Das Alter des Autos ist allein kein Emissionsstandard. Zwei im selben Jahr zugelassene Autos können unterschiedliche Motoren und Euro-Normen haben, und CO₂-Emissionen beschreiben lokale Schadstoffe wie Stickoxide und Partikel nicht vollständig.

In der aktuellen Form sagt das Städtebaugesetzbuch nicht, dass alle Euro-3-, Euro-4- oder Dieselfahrzeuge ausgeschlossen werden, und setzt auch keinen nationalen Tarif. Konkrete Kriterien sollen in den örtlichen Beschlüssen erscheinen. Eine Überschrift, die bereits ein allgemeines Verbot „älterer Autos“ ankündigt, geht daher weiter als der Gesetzestext.

Bukarest und die großen Agglomerationen hatten bereits Pflichten aus 2023

Das Gesetz über nachhaltige urbane Mobilität von 2023 verlangte die Einrichtung von ZNSE in den von der Luftqualitätsgesetzgebung aufgeführten Agglomerationen. Das neue Gesetzbuch führt nun eine eigene Frist für die Festlegung durch örtliche Beschlüsse ein, bis zur Aktualisierung der allgemeinen Bebauungspläne.

Für Bukarest und die anderen betroffenen Städte ist die wichtige Entscheidung nicht mehr, ob eine Zone dem Grunde nach existiert, sondern ihre Form: wie groß der Perimeter wird, nach welchem Kriterium Autos eingeteilt werden und ob die Behörde auf Bepreisung, Beschränkung oder eine Kombination setzt.

Was Fahrer bis August 2027 beobachten sollten

Eigentümer müssen nicht sofort ein anderes Auto kaufen, nur weil das Gesetzbuch in Kraft getreten ist. Bevor eine Beschränkung praktische Wirkung entfaltet, muss die örtliche Behörde den zugehörigen Beschluss annehmen und veröffentlichen.
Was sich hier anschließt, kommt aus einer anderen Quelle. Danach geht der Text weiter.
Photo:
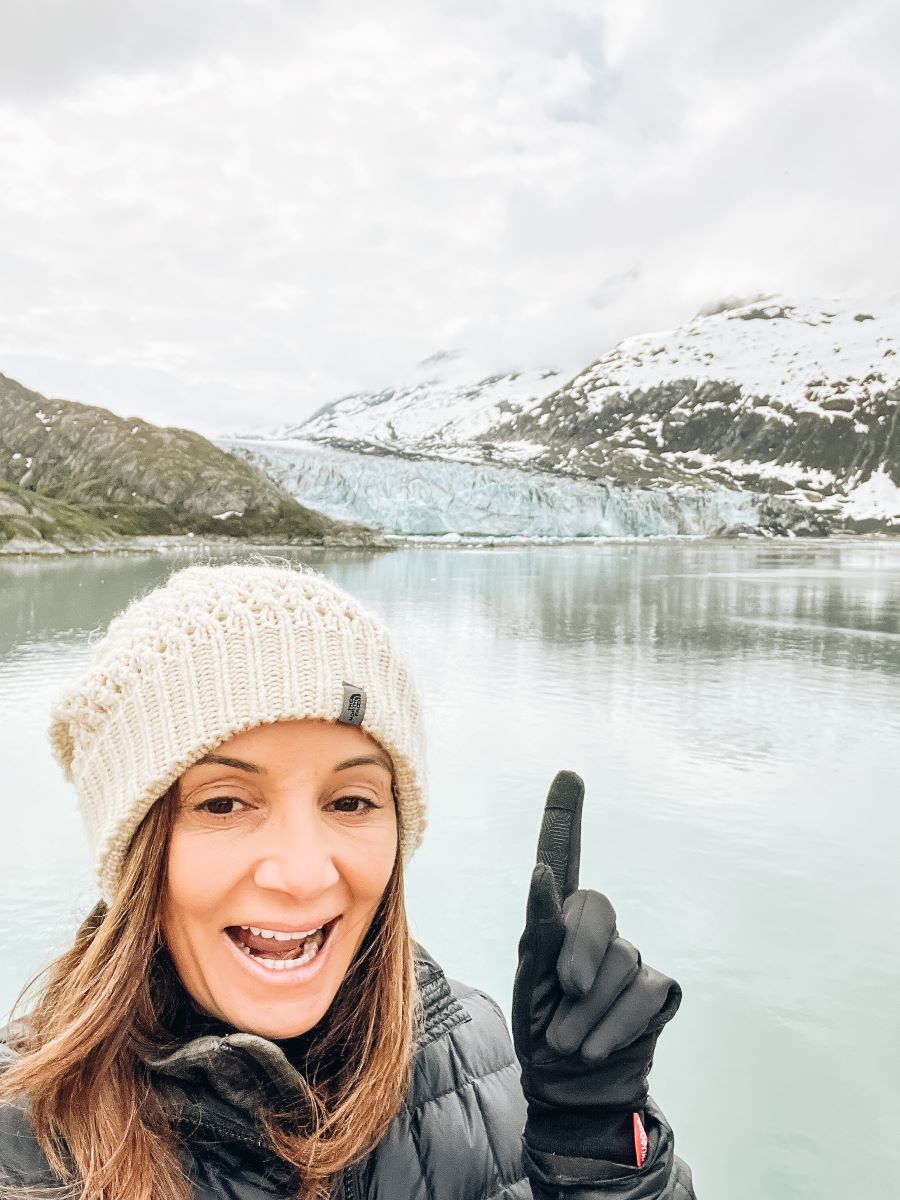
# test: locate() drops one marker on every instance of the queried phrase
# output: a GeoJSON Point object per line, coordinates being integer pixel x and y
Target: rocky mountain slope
{"type": "Point", "coordinates": [791, 403]}
{"type": "Point", "coordinates": [75, 465]}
Das örtliche Dokument sollte auf fünf Angaben geprüft werden: die genauen Grenzen der Zone, das Anwendungsdatum, das technische Kriterium für Fahrzeuge, die Zugangskosten und die Ausnahmen. Die Euro-Norm findet sich im Zulassungszertifikat oder in den technischen Unterlagen des Autos, ihre Relevanz hängt aber vom in der jeweiligen Ortschaft angenommenen Regelwerk ab.

Häufige Fragen

Sind ältere Autos in Rumänien ab 2027 verboten?

Es gibt kein automatisches nationales Verbot aller älteren Autos. Die Gemeinderäte müssen Zonen festlegen und eigene Regeln durch Beschlüsse setzen.

Welche Frist gilt für die Festlegung der Zonen?

Das Gesetzbuch trat am 25. August 2026 in Kraft und sieht eine Höchstfrist von 12 Monaten vor. Die sich ergebende Grenze ist der 25. August 2027.

Wird der Zugang verboten oder bepreist?

Beide Varianten sind nach Gesetz Nr. 155/2023 möglich. Wahl, Tarife und Ausnahmen werden örtlich festgelegt.

Sind nur Dieselfahrzeuge betroffen?

Das Gesetzbuch führt kein allgemeines Verbot nur für Diesel ein. Die betroffenen Fahrzeugkategorien ergeben sich aus jedem örtlichen Regelwerk.